Nos da miedo quedarnos en el dolor y sentir y vivir todas las emociones que le acompañan. Es difícil entrar en espacios donde hay muchos recuerdos que queremos olvidar, sin embargo, allí están metidos bajo la alfombra. Y de cuando en cuando, en el momento en que estamos despistados ¡zas!, se crean situaciones en las que se levanta la alfombra y entramos de nuevo en una espiral de tristeza, angustia, soledad o dolor. Nos encontramos de nuevo con el sufrimiento y lo que primero que se nos ocurre hacer es huir.

Y es que no estamos acostumbrados a tolerar el malestar o el dolor. Preferimos quitar la importancia a lo que sentimos, dar una razón lógica al porqué estamos así, andarnos con rodeos para no entrar a hablar de ello, o bien nos ponemos a hacer otra cosa o nos dopamos con antidepresivos, ansiolíticos y calmantes…. Nos da por anestesiamos para no sentir; para olvidarnos que tenemos un corazón que está resquebrajándose; para ignorar que hemos creado un dique y ya no nos salen las lágrimas o que tenemos el pecho cerrado y no podemos respirar.

Pero vivir anestesiados del dolor también es vivir dormidos por la vida.
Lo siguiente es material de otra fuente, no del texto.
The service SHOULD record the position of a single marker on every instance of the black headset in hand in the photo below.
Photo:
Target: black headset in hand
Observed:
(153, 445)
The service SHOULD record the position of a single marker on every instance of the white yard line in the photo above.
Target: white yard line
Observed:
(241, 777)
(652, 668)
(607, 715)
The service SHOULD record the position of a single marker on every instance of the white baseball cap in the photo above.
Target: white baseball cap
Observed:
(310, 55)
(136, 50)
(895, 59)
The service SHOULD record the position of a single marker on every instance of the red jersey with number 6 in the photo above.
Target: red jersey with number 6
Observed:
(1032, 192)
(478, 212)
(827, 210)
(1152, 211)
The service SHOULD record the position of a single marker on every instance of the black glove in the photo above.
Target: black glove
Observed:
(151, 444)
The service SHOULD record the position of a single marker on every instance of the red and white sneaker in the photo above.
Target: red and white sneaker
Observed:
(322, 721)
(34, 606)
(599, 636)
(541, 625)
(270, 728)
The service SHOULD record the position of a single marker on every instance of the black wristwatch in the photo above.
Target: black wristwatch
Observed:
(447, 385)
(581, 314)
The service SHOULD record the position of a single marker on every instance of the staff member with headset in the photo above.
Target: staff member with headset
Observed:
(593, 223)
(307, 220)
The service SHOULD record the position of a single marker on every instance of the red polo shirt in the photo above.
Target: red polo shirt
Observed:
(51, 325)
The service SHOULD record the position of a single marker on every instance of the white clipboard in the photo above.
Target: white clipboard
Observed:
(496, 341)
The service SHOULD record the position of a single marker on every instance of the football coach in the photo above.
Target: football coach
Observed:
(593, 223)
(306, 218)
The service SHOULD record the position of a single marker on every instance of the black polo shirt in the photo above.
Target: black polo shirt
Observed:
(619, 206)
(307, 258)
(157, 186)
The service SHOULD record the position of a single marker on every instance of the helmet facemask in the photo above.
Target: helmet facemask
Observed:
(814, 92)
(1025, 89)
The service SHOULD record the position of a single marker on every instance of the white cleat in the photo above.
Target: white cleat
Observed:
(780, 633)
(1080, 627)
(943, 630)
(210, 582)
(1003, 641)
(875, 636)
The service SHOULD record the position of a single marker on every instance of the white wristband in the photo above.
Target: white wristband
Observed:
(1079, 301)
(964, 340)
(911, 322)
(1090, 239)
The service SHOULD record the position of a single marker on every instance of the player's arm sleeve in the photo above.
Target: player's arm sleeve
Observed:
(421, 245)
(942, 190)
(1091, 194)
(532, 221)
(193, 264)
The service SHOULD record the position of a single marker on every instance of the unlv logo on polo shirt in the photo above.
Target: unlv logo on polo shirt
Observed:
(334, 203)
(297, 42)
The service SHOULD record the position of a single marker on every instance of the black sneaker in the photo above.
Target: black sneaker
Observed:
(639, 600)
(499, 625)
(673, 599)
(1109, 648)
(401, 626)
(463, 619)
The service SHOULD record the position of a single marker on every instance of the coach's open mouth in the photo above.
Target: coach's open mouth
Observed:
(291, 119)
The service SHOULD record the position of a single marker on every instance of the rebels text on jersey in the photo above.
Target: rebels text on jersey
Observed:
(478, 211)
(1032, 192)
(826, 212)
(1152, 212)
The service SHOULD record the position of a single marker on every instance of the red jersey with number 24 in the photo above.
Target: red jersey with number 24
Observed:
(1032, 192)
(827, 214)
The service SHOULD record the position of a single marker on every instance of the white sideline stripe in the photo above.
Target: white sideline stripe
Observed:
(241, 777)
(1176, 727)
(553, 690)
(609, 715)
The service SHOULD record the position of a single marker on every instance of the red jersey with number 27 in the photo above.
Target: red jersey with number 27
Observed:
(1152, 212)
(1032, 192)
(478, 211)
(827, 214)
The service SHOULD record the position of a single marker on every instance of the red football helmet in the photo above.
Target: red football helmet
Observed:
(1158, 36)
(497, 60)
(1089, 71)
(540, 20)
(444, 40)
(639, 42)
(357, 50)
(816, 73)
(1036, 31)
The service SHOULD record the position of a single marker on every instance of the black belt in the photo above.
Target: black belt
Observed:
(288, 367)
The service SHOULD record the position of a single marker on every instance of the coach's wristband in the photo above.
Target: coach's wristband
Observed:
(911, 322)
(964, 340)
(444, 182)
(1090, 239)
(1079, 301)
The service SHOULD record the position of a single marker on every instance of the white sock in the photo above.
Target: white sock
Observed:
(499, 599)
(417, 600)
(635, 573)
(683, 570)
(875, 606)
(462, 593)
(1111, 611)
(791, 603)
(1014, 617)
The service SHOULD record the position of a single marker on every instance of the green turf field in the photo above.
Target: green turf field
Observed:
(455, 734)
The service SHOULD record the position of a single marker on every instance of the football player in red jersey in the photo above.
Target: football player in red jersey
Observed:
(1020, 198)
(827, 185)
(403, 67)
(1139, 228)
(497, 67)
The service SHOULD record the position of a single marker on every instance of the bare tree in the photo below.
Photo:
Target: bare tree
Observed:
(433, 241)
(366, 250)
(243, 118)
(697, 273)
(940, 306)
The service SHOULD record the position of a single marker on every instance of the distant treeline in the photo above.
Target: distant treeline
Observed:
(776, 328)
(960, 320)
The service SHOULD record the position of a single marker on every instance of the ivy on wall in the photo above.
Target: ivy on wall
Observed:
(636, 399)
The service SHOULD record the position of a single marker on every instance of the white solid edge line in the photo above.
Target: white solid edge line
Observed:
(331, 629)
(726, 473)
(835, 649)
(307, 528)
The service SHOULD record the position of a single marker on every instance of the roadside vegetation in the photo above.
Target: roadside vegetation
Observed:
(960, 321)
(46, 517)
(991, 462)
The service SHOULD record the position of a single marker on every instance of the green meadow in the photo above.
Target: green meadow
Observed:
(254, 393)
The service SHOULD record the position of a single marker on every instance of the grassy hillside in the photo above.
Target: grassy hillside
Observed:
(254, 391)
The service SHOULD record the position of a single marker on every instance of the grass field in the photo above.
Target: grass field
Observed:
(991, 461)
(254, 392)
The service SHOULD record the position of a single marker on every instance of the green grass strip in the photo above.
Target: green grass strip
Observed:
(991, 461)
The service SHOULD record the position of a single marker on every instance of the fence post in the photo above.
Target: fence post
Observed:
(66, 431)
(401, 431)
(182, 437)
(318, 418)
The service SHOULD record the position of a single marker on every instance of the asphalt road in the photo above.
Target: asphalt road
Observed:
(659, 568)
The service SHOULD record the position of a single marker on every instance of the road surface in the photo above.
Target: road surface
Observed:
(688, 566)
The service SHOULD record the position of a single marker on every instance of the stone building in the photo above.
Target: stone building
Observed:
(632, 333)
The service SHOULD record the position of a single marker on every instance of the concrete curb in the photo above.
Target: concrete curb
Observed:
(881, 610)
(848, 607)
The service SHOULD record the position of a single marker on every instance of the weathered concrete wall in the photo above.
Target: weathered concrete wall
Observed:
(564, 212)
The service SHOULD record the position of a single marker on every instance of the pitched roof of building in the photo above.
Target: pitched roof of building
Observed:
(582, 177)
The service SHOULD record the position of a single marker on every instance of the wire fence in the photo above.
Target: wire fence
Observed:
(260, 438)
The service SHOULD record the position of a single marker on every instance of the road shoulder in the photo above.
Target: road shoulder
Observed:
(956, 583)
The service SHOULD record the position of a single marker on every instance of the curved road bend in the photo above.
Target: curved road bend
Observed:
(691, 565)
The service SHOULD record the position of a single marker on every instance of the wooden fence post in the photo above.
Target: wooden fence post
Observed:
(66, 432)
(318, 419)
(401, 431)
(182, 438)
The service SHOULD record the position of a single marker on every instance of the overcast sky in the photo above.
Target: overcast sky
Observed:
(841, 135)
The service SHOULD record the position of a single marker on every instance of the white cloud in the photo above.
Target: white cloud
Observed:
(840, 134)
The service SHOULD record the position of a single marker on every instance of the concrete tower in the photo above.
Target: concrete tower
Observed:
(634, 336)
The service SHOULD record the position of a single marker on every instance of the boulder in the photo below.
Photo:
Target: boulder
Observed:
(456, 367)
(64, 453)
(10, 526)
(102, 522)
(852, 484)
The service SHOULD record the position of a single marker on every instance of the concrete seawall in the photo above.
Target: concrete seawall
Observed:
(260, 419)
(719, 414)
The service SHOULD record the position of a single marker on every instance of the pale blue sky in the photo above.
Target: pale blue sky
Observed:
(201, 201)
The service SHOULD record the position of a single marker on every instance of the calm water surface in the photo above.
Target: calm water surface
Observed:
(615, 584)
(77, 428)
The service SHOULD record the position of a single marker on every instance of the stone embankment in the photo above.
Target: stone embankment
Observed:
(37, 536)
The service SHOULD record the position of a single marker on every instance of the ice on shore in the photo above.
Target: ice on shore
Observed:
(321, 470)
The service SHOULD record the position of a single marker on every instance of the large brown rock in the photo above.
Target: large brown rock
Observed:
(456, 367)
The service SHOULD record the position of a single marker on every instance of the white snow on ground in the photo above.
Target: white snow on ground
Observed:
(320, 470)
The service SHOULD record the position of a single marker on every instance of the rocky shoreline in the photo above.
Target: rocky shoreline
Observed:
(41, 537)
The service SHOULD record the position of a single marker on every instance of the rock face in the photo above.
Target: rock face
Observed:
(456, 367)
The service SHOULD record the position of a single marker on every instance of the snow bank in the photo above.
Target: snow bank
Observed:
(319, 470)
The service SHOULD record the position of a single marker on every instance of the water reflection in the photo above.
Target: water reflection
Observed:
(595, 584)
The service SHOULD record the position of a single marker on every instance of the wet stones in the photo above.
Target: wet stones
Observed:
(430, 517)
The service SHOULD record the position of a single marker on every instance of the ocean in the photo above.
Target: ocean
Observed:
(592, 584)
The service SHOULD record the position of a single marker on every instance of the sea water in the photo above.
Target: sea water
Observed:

Nos guste o no sufrir es parte de estar vivo. El dolor es una muestra más de que la vida nos toca y nos atraviesa. Solo mirando al dolor cara a cara podemos entender si hay algo que aceptar, algo que cambiar o algo que aprender.

El dolor nos recuerda que somos humanos y que estamos vivos. Que todavía tenemos un cuerpo que siente, que en nosotros hay algo que necesita que le prestemos atención. Y sólo transitando el estrecho y oscuro camino del dolor es cuando podremos entender qué es lo que nos mueve tanto, atenderlo y también ponerle remedio.